Whether it’s an out-and-back or a loop with Boulder Canyon
has yet to be decided, Morzel says.

“It’s anything but certain that it can actually happen,”
Vogel says. And even if it did, he says, “It’s just not what most people in
this town are looking for. It’s not the big missing thing people are looking
for.”

Vogel says he’ll be reaching out to the 3,500 BMA newsletter
subscribers and 2,500 Facebook friends to let them know to vote for the council
candidates that support mountain bikers, namely, Deputy Mayor Ken Wilson and Councilman
George Karakehian. Members of the city council during the 2009 elections were
voted in with just 2,611 votes. County clerk numbers show that 17.5 percent of
ballots sent out had been returned as of Oct. 26. In the 2009 city council
elections, 34 percent of ballots were returned by election day, leaving roughly
30,000 ballots — about the total number of mountain bikers in the county, based
on Vogel’s estimates — likely to be received, but yet to be mailed.

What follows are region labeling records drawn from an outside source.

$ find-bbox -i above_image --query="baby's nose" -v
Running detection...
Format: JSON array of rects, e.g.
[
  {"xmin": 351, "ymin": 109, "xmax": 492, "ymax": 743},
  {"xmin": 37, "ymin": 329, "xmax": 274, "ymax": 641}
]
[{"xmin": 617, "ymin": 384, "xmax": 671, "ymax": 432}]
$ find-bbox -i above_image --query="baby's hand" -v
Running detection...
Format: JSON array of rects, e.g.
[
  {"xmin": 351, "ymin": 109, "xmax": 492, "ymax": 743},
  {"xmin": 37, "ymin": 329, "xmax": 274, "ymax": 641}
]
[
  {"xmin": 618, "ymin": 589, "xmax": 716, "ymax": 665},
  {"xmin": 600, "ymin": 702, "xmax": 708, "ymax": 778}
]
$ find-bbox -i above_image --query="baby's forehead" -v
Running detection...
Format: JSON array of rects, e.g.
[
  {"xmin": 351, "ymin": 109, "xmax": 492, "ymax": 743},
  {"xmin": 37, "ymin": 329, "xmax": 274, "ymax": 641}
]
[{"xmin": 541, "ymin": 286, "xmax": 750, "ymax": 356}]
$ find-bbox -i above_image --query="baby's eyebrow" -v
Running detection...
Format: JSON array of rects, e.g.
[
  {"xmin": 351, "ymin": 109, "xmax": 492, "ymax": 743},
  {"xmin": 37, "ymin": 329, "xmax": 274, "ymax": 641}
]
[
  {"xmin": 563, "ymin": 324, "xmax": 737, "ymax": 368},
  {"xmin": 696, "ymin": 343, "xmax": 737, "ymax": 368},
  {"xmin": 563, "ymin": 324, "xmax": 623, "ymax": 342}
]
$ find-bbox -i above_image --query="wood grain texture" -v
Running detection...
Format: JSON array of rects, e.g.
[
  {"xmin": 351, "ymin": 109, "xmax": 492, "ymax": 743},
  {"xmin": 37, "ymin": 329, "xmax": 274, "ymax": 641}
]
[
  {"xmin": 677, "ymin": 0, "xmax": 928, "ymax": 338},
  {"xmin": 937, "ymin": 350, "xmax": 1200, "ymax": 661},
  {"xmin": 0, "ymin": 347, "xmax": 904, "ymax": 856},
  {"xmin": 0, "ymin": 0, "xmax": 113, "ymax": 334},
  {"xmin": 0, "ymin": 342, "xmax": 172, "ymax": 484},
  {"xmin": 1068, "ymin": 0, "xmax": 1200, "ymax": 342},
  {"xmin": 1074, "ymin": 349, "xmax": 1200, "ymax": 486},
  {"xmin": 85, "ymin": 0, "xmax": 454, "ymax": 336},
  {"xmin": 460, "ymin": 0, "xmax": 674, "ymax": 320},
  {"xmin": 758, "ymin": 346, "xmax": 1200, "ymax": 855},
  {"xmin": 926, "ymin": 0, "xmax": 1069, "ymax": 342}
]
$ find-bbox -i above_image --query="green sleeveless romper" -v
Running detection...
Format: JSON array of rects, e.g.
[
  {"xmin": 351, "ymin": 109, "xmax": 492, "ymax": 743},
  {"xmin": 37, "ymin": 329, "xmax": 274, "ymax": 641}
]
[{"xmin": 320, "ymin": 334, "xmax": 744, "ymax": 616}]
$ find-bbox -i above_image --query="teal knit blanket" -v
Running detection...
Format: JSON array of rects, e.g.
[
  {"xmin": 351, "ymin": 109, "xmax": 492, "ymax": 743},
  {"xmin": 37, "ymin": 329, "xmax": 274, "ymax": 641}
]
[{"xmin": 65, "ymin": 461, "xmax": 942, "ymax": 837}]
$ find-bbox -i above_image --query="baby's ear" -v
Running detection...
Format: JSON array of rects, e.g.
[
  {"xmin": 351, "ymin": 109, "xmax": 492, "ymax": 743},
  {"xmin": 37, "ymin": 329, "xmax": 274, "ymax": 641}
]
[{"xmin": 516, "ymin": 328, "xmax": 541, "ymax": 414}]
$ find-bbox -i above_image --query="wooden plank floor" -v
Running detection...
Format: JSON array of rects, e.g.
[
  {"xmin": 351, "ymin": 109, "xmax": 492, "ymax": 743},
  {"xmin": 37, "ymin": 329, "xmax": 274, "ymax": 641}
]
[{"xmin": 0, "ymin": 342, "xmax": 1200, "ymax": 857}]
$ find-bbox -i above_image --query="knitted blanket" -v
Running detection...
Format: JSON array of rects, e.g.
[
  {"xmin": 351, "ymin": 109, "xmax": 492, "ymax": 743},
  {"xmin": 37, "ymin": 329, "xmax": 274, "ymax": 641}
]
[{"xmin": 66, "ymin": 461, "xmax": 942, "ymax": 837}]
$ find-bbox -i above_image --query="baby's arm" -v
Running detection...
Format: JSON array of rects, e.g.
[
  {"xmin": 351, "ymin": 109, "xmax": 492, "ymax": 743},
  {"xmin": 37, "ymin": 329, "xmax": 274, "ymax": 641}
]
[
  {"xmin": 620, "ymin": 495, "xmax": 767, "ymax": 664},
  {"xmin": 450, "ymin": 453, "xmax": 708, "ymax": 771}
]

“I think that it’s a sad sign that we have come to such a
contentious place in the relationship between mountain bikers and our city
leadership that people are starting to become single-issue voters,” Vogel says.
“I’m personally disappointed in Lisa. She has historically been a supporter of
cycling. The BMA has supported her for council in the past, and she has voted
against mountain biking interests every single time they come before her.”

Morzel’s response to the email campaign has been to point
out that her vote was not, as some have said, for a ban on mountain biking
access at Anemone, and that she has a record that includes acquiring 2,500
acres of open space and working to get bike lanes, bike paths, greenways, underpasses,
safe pedestrian bike intersections and crosswalks.

“I’ve voted a ton for different mountain bike options,” she
says. “So because I did not vote for Anemone does not mean I am anti-mountain
biker. … There are a lot of issues to balance in the city and I think to be
single-issue on voting for city council is short-sighted. And I would hope that
people, when they go to the ballot, regardless of who they vote for, really look
for somebody who can achieve their goals, and I think I have achieved a lot for
bicyclists’ and mountain bikers’ goals.”